This Denver painter adds pieces to his collection that he finds beautiful or challenging. One piece in his collection is from a friend with whom he can’t paint anymore. Why? 
 
That particular piece is by Michelle Torrez, an artist who often paints the human figure, as does Clyde Steadman. “I had to stop painting with her because she is better known than me, and my style is similar enough to hers that if we worked from the same model and same pose, people would think I was copying her,” says Steadman. “I was very gratified to get a painting of hers. It’s a woman in a tub, and it has those Michelle Torrez brushstrokes; those long, fluid, Liquin brushstrokes that are so sensual.”


Jed Leiknes’s self-portrait in Steadman’s collection.
 
Elsewhere in Steadman’s collection is a plein air piece by Joshua Been, who Steadman calls “the best plein air painter I know.” Steadman got this piece through a trade. “I like to support my peers, but my pieces are too expensive for me to afford, and my peers’ paintings are way more expensive than I can afford,” says Steadman. “So I tend to either trade for paintings or buy when people offer me good prices.” In the case of Been’s painting, Steadman worked out a trade when Been wanted a piece Steadman did of him at a collector’s garden party—one depicting Been painting en plein air. “I was intimidated plein air painting next to him, but I do an awful lot of work from the figure, so I did that. Later, I visited him in Salida and picked out a painting of his. It’s mostly monochromatic with a high mountain lake and a bunch of pine trees—and the water is green with algae or from reflecting everything else. There’s lots of green, with some rocks along the lake serving as the only things in it that are not green.”
 

Jed Leiknes’s self-portrait in Steadman’s collection.

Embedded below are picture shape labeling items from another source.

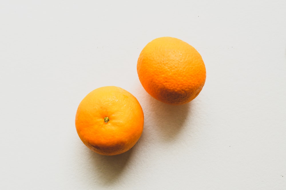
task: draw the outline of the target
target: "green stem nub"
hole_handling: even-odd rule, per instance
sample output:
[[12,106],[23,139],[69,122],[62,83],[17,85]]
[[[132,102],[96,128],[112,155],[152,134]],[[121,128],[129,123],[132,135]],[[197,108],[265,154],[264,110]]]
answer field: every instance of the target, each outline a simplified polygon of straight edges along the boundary
[[107,123],[109,120],[109,118],[108,118],[108,117],[106,117],[104,118],[104,122],[106,123]]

A painting by an area tattoo artist also hangs on Steadman’s wall. “I asked him to do a realistic self-portrait, and I would try to do a relatively morbid painting, and we’d trade,” says Steadman. “There’s a large group of really good artists in the tattoo world with phenomenal drawing skills. That world is parallel to ours, but rarely intersects. Jed Leiknes paints his own designs, really gruesome scenes of flesh decaying off of skulls. It’s all very horrid and disgusting and technically accomplished.”
 

George Dawnay did this small drypoint in Steadman’s collection.

Steadman is an oil painter, but he has some examples of other media in his collection. This includes a print, most likely a drypoint, by George Dawnay. “He was trained in an atelier in Italy and he draws really well,” says Steadman. “He is always drawing, in whatever medium he happens to be working in. He had a studio in the same building as me, a stone’s throw from the state capitol. It was a decrepit place filled with artists. Dawnay bought a little press and taught himself drypoint and aquatint. My piece is a guy carrying a couple of suitcases, and the load is heavy and life is hard. It’s really something.”